Transformers Movie Preview and Baby Boomers

Have you heard? A live action Transformers movie is being made. Yeah, I know — this is the last straw, probably crap, shouldn’t be done, why god why, blah, blah. I totally understand how you feel. I felt the same way! I mean, why mess with a good thing, especially one that doesn’t look anywhere nearly as good now as it did when I was a kid? (Have you seen Thundercats or Silverhawks lately? Geez!)
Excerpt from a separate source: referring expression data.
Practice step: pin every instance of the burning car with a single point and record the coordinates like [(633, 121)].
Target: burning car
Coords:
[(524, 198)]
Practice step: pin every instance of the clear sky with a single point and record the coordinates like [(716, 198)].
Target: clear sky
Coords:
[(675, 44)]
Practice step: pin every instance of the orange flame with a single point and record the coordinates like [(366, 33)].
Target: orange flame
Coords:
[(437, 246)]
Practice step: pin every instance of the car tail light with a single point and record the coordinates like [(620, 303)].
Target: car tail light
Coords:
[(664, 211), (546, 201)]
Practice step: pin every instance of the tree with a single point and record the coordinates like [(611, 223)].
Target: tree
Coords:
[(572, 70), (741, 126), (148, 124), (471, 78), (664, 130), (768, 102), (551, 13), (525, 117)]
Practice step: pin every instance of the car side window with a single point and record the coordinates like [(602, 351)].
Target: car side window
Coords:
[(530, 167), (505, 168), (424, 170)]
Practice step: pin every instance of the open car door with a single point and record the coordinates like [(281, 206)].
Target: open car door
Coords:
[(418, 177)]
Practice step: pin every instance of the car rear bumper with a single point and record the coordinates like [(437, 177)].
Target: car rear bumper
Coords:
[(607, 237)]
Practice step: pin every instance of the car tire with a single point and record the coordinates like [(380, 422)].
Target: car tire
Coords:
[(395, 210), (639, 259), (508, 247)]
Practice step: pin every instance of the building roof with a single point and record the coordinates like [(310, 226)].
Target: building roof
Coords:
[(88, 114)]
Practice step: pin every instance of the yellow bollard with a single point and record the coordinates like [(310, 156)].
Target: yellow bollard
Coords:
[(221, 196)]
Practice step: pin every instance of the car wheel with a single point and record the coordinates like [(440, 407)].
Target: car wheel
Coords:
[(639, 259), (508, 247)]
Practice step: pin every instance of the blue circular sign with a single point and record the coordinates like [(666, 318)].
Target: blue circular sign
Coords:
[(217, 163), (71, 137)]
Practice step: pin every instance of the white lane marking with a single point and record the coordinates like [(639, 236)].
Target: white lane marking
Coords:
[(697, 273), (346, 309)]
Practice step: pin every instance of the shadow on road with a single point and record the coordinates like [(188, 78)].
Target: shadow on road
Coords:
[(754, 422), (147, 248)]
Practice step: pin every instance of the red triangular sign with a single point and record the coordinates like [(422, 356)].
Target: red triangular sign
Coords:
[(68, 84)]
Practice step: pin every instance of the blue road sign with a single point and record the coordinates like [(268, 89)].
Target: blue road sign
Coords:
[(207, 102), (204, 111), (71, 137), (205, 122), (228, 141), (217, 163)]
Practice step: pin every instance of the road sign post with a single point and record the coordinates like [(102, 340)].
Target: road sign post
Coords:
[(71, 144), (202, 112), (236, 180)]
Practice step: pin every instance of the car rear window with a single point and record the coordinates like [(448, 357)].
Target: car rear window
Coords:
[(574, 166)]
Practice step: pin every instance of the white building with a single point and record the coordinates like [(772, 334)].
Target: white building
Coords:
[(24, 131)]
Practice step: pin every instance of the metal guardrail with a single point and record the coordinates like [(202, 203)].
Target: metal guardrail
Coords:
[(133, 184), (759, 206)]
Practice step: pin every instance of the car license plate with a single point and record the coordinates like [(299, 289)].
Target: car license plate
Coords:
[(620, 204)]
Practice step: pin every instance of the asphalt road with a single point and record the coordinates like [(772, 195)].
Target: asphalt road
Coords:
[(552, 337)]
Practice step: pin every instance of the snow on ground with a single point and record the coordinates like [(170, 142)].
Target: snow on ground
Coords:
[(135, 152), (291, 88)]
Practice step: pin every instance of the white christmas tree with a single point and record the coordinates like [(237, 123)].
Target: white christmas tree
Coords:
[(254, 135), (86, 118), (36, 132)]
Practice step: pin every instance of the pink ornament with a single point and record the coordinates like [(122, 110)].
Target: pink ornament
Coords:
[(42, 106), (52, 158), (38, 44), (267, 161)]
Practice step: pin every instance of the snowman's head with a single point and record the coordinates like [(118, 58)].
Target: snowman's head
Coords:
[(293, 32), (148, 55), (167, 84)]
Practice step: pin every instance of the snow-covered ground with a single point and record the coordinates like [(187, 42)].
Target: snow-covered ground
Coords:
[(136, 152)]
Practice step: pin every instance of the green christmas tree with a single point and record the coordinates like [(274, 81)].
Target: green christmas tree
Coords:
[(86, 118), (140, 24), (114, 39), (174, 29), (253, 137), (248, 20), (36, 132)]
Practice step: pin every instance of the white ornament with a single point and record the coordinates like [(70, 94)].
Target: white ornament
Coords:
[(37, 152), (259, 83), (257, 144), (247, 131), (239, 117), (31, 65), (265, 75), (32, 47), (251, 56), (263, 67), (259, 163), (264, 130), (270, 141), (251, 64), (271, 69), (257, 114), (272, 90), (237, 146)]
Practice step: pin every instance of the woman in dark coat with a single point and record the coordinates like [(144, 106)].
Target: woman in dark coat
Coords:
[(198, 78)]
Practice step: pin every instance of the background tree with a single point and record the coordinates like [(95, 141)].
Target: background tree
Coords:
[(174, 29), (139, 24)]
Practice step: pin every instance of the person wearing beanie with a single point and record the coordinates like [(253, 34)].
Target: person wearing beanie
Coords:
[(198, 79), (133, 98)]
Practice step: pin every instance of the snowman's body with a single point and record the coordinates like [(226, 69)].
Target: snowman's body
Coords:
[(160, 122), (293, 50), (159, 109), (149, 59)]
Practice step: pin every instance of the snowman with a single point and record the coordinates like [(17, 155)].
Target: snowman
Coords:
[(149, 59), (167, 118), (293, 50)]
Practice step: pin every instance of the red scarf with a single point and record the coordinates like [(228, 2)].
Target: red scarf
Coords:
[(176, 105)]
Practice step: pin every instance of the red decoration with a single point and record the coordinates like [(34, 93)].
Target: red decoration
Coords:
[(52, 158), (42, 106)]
Anyway, that was until I saw the first trailer, just released today. (If you thought different then you’ve probably never heard of Uwe Boll.) After seeing the trailer, I’ll admit, I got pretty excited about it. Really excited.

07/04/07, baby. 7-4-7.

Transformers Movie Trailer Image

Newsflash Edit: Looks like the trailer was leaked in YouTube.

(Note: I would still go to the site and see it there. Much better quality. Still, this isn’t bad.)

Newsflash Edit 2: Looks like someone pulled the trailer from YouTube. (Gee, I wonder who.) Anyway, the only place you can see it now is at, which is just fine, unless you use Linux; Flash 8 is requred and Macromedia still hasn’t released it for Linux. Dumbasses.

As a side note, It’s nice to see that all my childhood media heroes are getting resurrected onto the movie screen, most of which are good movies (think Batman Begins and X-Men). This probably means that economically, generation X-ers and Y-ers are finally worthy of attention by industries that have until now been held captive by the economic power of the baby boomers.

Now that we’ve captured the movie market, maybe we can begin influencing auto makers. Why not start asking for our own Transformers? (Hybrid, of course.) Heck, if that’s too hard I’d settle for my own KITT (as in Knight Rider).

The thing is, right now the only “cool” cars are SUVs, Hummers (also known as “monster trucks”), and hybrids, depending heavily on who’s deciding what “cool” is. On the whole, hybrids are generally pretty cool. SUVs and Hummers, however, scream of middle-age soccer mom like a bald man in a convertible Corvette screams of midlife crisis. (Because SUVs and H2s have become the new Minivan. H3s just plain suck.) Maybe auto makers should start updating them to appease the GenX and GenY crowd. After all, if they’re making gas guzlers anyway, if they’re going to force us to drain all of the planet’s resources, why not at least make them appealing to us? (Suck it, Gore!) How to do that, you ask? Easy. Just have the engineers watch at all the 80’s TV shows and get them to start making that stuff. We’ll even let them start with something simple: how about adding a new “Go go Gadgetmobile” feature to the Toyota Sequoia? Call it the Sequoiavalon. Or better yet, since we’re apparently at war, (against… Iraq? Terror? Gangs? Illiteracy? The Poor? Democrats?) how about making super intelligent Hummers that come with mounted weaponry as a standard feature? (Think Airwolf, but on wheels.) Terrorists aside, this would come in handy when riding through insurgent strongholds like Detroit and New Orleans, or when trying to find a parking spot in South Beach on a Saturday night.

After all that is done, maybe we can start with the Transformers. Because, as we all know, what better way is there to fight terrorism, Detroit, New Orleans, or parking problems than with a weapon-loaded Transformer Hummer?

Transformer Edition Hummer

None. Optimus Gasguzler to the rescue, bizatch.

2 thoughts on “Transformers Movie Preview and Baby Boomers

  1. I had a transformer once.

    It went from a car to a 6 inch steel cube.